In einer sehr aktiven und fruchtbaren Debatte bereiteten die Mitglieder der Kammerversammlung am 14. April 2018 ihre Delegation auf den 121. Deutschen Ärztetag vor, der vom 8. bis 11. Mai in Erfurt stattfindet.

In einer sehr aktiven und fruchtbaren Debatte bereiteten die Mitglieder der Kammerversammlung am 14. April 2018 ihre Delegation auf den 121. Deutschen Ärztetag vor, der vom 8. bis 11. Mai in Erfurt stattfindet. Die Präsidentin der Ärztekammer Niedersachsen, Dr. med. Martina Wenker, gab dafür eingangs einen umfassenden Überblick zu den aktuellen berufspolitischen Themen. Für das Niedersächsische Ministerium für Soziales, Gesundheit und Gleichstellung nahm Ministerialrat Dr.

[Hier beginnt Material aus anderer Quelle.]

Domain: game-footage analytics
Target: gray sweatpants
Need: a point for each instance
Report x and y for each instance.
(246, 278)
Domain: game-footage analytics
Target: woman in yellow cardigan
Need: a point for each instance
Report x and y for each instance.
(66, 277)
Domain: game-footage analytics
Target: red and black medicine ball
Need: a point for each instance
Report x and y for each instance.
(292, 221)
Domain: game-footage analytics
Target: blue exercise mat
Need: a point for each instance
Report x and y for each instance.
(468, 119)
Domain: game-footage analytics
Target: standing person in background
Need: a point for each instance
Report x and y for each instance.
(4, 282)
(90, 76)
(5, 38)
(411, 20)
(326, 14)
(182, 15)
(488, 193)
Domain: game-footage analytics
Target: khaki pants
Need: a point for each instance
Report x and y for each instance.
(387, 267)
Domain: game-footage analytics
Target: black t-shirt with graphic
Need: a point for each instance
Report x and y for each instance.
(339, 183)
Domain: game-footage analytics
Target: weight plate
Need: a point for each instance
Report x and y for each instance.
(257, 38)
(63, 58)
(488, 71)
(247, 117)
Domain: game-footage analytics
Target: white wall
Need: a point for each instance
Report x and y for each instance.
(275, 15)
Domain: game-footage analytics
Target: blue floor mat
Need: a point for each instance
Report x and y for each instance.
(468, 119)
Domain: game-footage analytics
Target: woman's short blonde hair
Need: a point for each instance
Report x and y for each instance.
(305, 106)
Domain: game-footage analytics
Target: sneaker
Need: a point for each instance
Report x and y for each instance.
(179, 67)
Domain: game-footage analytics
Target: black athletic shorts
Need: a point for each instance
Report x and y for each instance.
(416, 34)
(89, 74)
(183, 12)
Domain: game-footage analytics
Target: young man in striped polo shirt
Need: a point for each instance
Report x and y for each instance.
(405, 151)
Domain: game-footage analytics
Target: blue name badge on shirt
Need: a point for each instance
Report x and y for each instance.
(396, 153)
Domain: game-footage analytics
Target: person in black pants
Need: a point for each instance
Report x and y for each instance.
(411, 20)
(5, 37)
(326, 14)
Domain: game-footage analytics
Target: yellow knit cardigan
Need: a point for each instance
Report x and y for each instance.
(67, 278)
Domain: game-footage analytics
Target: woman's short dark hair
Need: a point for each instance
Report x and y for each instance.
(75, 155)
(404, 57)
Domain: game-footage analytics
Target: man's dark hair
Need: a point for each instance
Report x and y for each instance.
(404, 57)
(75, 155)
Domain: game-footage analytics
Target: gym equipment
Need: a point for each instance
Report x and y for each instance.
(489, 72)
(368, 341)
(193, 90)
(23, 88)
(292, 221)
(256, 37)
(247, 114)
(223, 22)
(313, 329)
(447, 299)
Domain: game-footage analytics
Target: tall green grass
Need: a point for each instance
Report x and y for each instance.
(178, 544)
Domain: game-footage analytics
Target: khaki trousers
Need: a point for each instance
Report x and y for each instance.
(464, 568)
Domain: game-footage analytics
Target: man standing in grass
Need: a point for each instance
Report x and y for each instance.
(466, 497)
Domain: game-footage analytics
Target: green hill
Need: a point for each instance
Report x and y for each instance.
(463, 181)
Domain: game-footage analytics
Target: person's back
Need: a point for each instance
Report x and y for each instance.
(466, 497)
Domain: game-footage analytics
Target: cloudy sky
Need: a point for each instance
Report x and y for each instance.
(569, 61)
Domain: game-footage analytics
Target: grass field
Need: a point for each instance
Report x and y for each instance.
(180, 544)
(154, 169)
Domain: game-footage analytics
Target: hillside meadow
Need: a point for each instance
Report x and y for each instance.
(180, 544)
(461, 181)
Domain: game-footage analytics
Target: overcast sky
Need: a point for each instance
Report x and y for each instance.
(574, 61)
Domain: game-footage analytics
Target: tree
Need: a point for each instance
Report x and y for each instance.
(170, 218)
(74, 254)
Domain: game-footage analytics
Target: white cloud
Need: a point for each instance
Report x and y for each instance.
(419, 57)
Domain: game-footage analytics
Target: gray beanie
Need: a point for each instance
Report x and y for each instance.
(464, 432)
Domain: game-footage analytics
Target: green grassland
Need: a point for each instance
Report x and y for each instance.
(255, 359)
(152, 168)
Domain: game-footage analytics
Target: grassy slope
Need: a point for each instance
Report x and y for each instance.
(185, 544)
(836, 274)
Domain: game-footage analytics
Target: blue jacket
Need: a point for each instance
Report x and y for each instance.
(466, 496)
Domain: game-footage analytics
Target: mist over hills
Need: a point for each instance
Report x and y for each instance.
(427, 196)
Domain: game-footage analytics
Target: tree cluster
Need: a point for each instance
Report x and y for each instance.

Thomas Horn, Leiter des Referats Heilberufe, an der Debatte teil. Aus Sicht des Ministeriums sei es sehr zu begrüßen, dass sich die Ärzteschaft auf Landes- wie auf Bundesebene mit dem Thema Fernbehandlung beschäftige und hier entsprechende Regelungen in der Berufsordnung festgeschrieben würden, erklärte Horn in seinem Grußwort.

Kammerpräsidentin Wenker berichtete, dass das Thema Fernbehandlung neben der Novelle der Musterweiterbildungsordnung (MWBO) eines der Kernthemen des 121. Deutschen Ärztetags sein werde. In ihrem Bericht zur Lage ging sie unter anderem auf den Koalitionsvertrag der Großen Koalition in Berlin ein und kommentierte die wichtigsten Punkte zu den Themen Gesundheit und Pflege. Was die Zukunft des Systems der Krankenversicherung betrifft – einen der großen Streitpunkte zu Beginn der Koalitionsverhandlungen – so werde nun eine Kommission eingesetzt. Diese habe den Auftrag, bis Ende 2019 Vorschläge für „ein modernes Vergütungssystem“ zu erarbeiten, das „den Versorgungsbedarf der Bevölkerung und den Stand des medizinischen Fortschritts“ abbildet. Ferner solle der „Masterplan Medizinstudium 2020“ „insbesondere im Hinblick auf die Neuregelung des Studiengangs, die Stärkung der Allgemeinmedizin sowie die Landarztquote“ zügig umgesetzt werden. Positive Punkte seien die Stärkung der Hospiz- und Palliativversorgung sowie die Weiterentwicklung des Präventionsgesetzes. Das Sofortprogramm für 8.000 zusätzliche Pflegestellen, finanziert aus Mitteln der Gesetzlichen Krankenversicherung sei zwar sehr zu begrüßen, allerdings nur ein „Tropfen auf den heißen Stein“. Der Pflegenotstand sei in der Tat ein absolut drängendes Thema. Hier gelte es, „den Pflegeberuf gerade in Zeiten des Fachkräftemangels wieder attraktiver zu gestalten“, so Wenker.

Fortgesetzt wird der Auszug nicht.